Keras is a high-level neural networks API, written in Python and capable of running on top of TensorFlow, CNTK, or Theano. It was developed with a focus on enabling fast experimentation. It allows for easy and fast prototyping, and support both convolutional networks and recurrent networks and the combination of the two. It runs seamlessly on CPU and GPU.
On Theta, we support TensorFlow backend for Keras. To use the datascience Keras module on Theta, please load the following two modules:
module load datascience/keras-2.2.4 module load datascience/tensorflow-1.12
Notice that the datascience/tensorflow-* modules were compiled with AVX512 extension on Theta. Therefore, it could not run on login node, otherwise it will issue an “illegal instruction” fault. One has to submit the job to KNL nodes (see TensorFlow documentation for details).
Since we use TensorFlow as the backend, all the optimal environmental setups (Threading + affinity) are applicable here. Please visit the Tensorflow documentation page for the optimal setting.
We do not see any incompatibility issues in using different versions of keras and tensorflow as those specified above. Feel free to change other versions of keras or TensorFlow. Currently, we support version 2.2.2 and 2.2.4.

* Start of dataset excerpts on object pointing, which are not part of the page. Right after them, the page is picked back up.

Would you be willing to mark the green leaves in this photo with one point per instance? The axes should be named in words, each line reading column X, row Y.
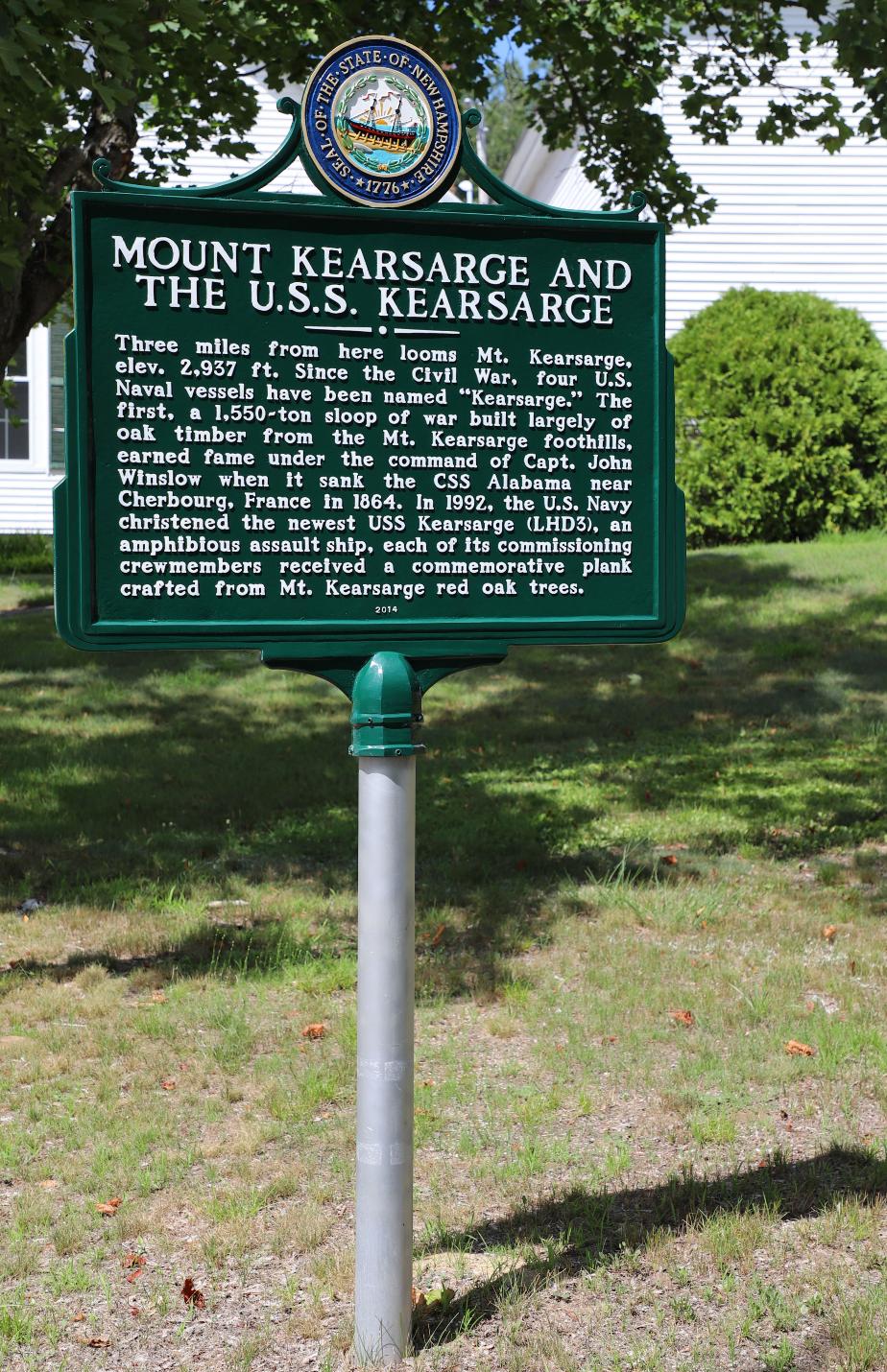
column 781, row 418
column 171, row 76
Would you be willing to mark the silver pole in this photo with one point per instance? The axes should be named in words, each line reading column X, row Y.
column 386, row 855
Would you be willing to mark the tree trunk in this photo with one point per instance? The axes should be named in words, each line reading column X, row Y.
column 45, row 273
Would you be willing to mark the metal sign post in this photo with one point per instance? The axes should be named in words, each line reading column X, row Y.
column 380, row 439
column 385, row 718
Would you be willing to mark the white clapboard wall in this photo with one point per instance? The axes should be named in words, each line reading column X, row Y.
column 788, row 219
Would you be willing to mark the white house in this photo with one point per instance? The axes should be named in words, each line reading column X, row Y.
column 788, row 219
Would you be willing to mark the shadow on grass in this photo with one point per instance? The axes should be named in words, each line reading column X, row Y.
column 217, row 950
column 584, row 1229
column 144, row 777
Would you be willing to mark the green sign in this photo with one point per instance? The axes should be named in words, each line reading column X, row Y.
column 325, row 430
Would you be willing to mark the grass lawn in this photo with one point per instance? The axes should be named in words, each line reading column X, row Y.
column 641, row 874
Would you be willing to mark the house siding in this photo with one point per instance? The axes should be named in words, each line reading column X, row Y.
column 788, row 219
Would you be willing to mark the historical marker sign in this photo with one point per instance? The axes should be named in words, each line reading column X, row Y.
column 325, row 430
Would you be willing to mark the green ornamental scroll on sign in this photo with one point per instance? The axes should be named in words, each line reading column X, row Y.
column 328, row 426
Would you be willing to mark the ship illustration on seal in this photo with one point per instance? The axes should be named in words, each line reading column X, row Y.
column 380, row 128
column 383, row 124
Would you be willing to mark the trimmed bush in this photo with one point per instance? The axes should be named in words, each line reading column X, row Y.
column 781, row 418
column 25, row 554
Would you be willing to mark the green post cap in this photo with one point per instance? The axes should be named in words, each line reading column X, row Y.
column 386, row 708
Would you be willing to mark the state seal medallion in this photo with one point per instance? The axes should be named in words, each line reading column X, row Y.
column 380, row 122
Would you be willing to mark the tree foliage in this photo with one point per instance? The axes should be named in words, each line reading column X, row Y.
column 781, row 418
column 86, row 79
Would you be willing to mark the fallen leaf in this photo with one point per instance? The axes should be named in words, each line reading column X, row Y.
column 441, row 1297
column 133, row 1263
column 191, row 1295
column 824, row 1002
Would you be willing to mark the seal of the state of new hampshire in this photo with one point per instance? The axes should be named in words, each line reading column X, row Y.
column 380, row 122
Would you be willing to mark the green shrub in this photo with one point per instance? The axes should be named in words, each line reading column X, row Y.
column 25, row 554
column 781, row 418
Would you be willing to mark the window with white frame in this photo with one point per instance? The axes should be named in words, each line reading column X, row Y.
column 25, row 424
column 14, row 428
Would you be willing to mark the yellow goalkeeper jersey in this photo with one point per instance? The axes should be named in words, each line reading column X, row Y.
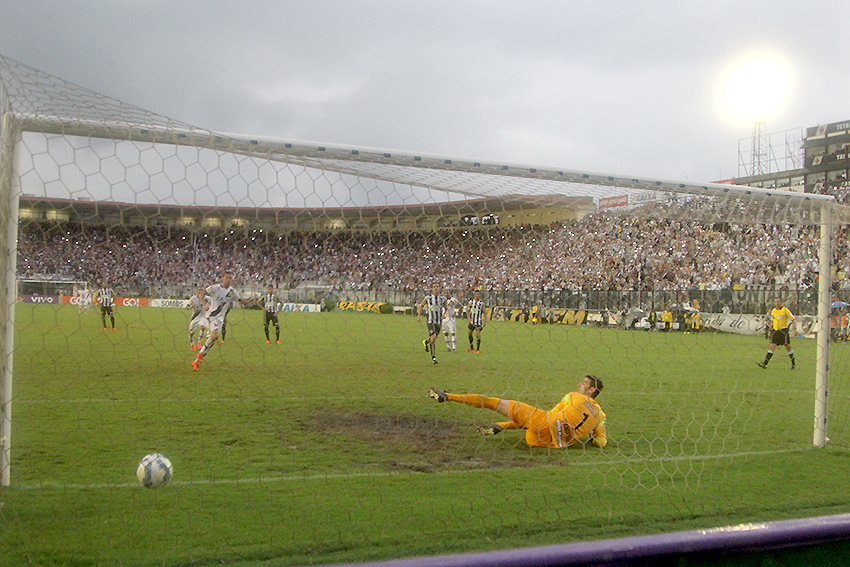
column 584, row 417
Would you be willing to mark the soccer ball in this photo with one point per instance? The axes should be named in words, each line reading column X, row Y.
column 154, row 470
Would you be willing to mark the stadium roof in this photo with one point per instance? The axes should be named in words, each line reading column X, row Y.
column 35, row 102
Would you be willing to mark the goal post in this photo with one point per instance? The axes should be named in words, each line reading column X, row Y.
column 8, row 243
column 823, row 338
column 350, row 239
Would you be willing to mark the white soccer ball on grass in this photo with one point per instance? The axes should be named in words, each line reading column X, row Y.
column 154, row 470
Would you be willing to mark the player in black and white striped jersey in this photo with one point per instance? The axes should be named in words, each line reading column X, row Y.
column 106, row 299
column 271, row 305
column 476, row 311
column 435, row 305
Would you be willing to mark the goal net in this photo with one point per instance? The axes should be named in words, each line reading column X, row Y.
column 306, row 430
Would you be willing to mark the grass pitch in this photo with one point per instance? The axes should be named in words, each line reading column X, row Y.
column 327, row 449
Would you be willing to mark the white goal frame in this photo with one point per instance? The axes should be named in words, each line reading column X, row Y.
column 34, row 102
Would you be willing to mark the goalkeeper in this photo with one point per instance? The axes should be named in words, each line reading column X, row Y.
column 575, row 417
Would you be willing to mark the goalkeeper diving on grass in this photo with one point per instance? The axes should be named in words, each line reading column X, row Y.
column 577, row 417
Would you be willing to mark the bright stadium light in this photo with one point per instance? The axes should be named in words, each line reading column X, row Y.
column 756, row 87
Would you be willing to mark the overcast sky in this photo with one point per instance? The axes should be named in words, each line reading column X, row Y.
column 631, row 88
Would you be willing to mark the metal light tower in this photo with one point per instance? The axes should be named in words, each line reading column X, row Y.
column 760, row 151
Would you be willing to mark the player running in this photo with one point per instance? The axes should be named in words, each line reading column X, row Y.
column 572, row 419
column 435, row 304
column 450, row 324
column 270, row 305
column 781, row 323
column 221, row 296
column 199, row 306
column 105, row 298
column 477, row 320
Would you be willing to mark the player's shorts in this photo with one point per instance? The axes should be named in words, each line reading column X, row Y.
column 215, row 323
column 781, row 337
column 198, row 321
column 541, row 429
column 449, row 327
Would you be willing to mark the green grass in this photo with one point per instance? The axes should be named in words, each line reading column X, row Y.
column 326, row 448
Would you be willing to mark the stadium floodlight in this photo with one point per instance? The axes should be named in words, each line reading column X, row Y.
column 84, row 160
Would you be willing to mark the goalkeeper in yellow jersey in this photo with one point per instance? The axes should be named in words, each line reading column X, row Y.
column 575, row 417
column 781, row 323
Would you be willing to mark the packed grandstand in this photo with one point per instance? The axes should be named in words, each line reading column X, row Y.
column 602, row 251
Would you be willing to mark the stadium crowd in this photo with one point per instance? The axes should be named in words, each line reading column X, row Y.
column 601, row 251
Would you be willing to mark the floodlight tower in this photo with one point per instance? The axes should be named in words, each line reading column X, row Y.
column 759, row 155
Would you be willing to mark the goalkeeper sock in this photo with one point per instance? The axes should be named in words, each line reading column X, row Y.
column 475, row 400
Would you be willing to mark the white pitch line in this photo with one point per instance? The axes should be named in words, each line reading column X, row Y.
column 334, row 476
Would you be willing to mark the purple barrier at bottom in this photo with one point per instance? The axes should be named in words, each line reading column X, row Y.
column 743, row 538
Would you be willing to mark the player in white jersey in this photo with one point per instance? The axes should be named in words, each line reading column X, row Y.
column 86, row 297
column 433, row 305
column 199, row 306
column 106, row 298
column 450, row 325
column 221, row 296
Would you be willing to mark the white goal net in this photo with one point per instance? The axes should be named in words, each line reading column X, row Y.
column 659, row 287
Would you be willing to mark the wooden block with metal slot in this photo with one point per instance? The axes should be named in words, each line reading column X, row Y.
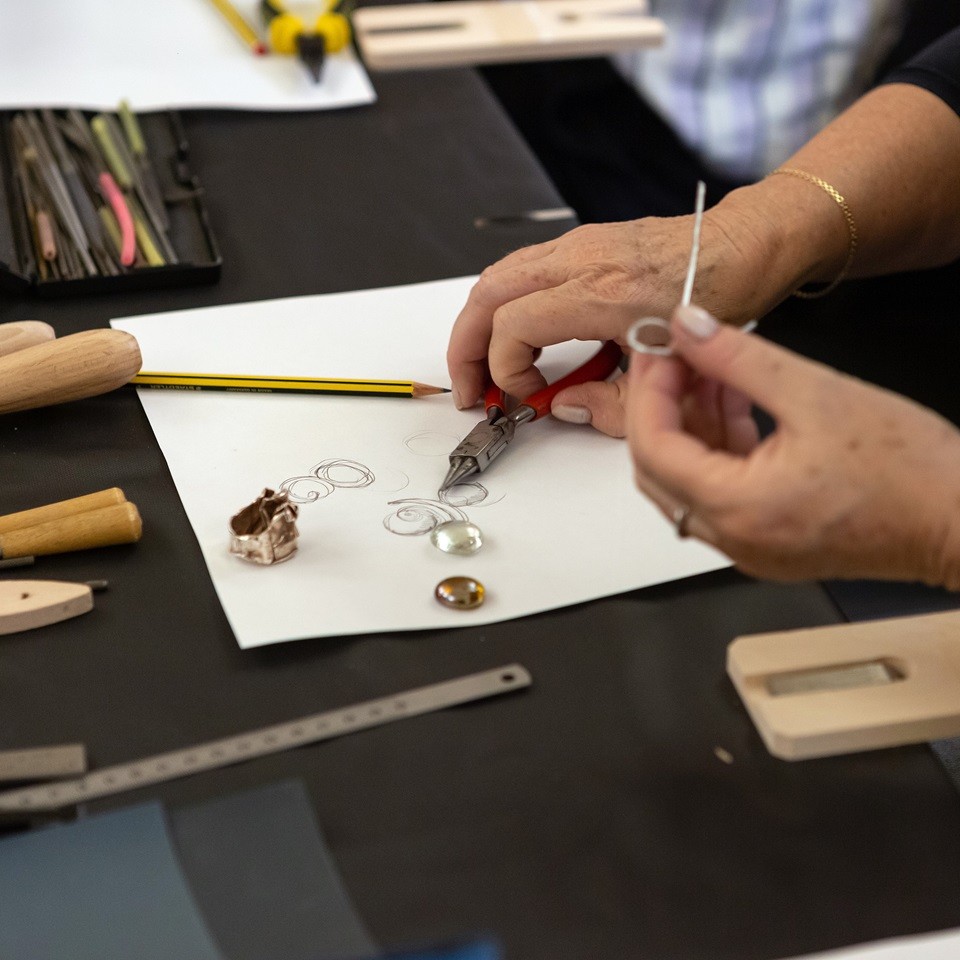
column 856, row 686
column 69, row 368
column 473, row 32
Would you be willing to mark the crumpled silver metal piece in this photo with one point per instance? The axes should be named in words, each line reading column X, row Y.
column 266, row 530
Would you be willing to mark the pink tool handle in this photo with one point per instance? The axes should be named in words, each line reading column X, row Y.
column 128, row 238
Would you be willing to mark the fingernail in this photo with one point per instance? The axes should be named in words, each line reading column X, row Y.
column 697, row 322
column 571, row 414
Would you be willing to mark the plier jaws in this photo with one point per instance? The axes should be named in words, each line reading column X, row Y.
column 489, row 438
column 484, row 443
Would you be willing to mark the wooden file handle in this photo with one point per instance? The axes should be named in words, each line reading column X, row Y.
column 26, row 333
column 63, row 508
column 70, row 368
column 94, row 528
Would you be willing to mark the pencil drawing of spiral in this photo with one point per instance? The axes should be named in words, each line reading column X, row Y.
column 325, row 477
column 357, row 475
column 464, row 494
column 414, row 517
column 307, row 489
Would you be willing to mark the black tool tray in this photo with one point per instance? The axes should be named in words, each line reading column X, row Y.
column 189, row 232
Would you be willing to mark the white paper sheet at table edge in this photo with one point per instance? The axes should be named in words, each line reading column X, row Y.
column 944, row 945
column 608, row 538
column 177, row 54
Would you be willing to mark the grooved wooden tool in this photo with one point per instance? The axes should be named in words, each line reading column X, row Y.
column 105, row 527
column 69, row 368
column 61, row 509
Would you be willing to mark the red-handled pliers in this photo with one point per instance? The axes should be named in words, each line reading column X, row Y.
column 489, row 437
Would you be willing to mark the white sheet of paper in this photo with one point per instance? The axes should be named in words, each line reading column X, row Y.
column 561, row 518
column 935, row 946
column 157, row 54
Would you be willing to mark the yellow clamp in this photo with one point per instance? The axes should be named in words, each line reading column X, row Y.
column 285, row 28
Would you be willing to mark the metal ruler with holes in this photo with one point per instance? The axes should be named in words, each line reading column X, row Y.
column 258, row 743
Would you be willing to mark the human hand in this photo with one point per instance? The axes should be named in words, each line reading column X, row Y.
column 854, row 482
column 589, row 284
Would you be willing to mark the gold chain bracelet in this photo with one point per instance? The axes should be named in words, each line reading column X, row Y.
column 847, row 216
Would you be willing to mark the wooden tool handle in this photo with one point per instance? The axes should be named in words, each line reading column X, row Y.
column 63, row 508
column 70, row 368
column 94, row 528
column 26, row 333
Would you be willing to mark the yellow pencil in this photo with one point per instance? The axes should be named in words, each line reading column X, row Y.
column 163, row 380
column 240, row 25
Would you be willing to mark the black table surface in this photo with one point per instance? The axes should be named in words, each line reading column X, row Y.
column 586, row 817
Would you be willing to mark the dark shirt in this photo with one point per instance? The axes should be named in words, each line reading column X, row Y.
column 936, row 69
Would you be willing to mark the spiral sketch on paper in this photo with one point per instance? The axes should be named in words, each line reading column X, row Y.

Distributed learning using Horovod
We support distributed learning using Horovod. To use it please load datascience/horovod-0.15.2 module. Please change your python script accordingly
Initialize Horovod by adding the following lines to the beginning of your python script.
import horovod.keras as hvd hvd.init()
Scale the learning rate.
Typically, since we use multiple workers, the global batch is usually increased n times (n is the number of workers). The learning rate should increase proportionally as follows (assuming that the learning rate initially is 0.01).
opt = keras.optimizers.Adadelta(1.0 * hvd.size()
Wrap the optimizer with Distributed Optimizer
opt = hvd.DistributedOptimizer(opt)
Broadcast the model from rank 0, so that all the workers will have the same starting point
callbacks = [hvd.callbacks.BroadcastGlobalVariablesCallback(0)]
Letting only rank 0 to write checkpoint
if hvd.rank() == 0:
Loading data according to rank ID
Since we are using data parallel scheme. Different ranks shall process different data. One has to change the data loader part of the python script to ensure different ranks read different mini batches of data.
A simple example for doing linear regression using Keras + Horovod is put in the follwoing directory on Theta: /projects/SDL_Workshop/hzheng/examples/keras/linreg
linreg_keras.py is the python script, and qsub.sc is the COBALT submission script.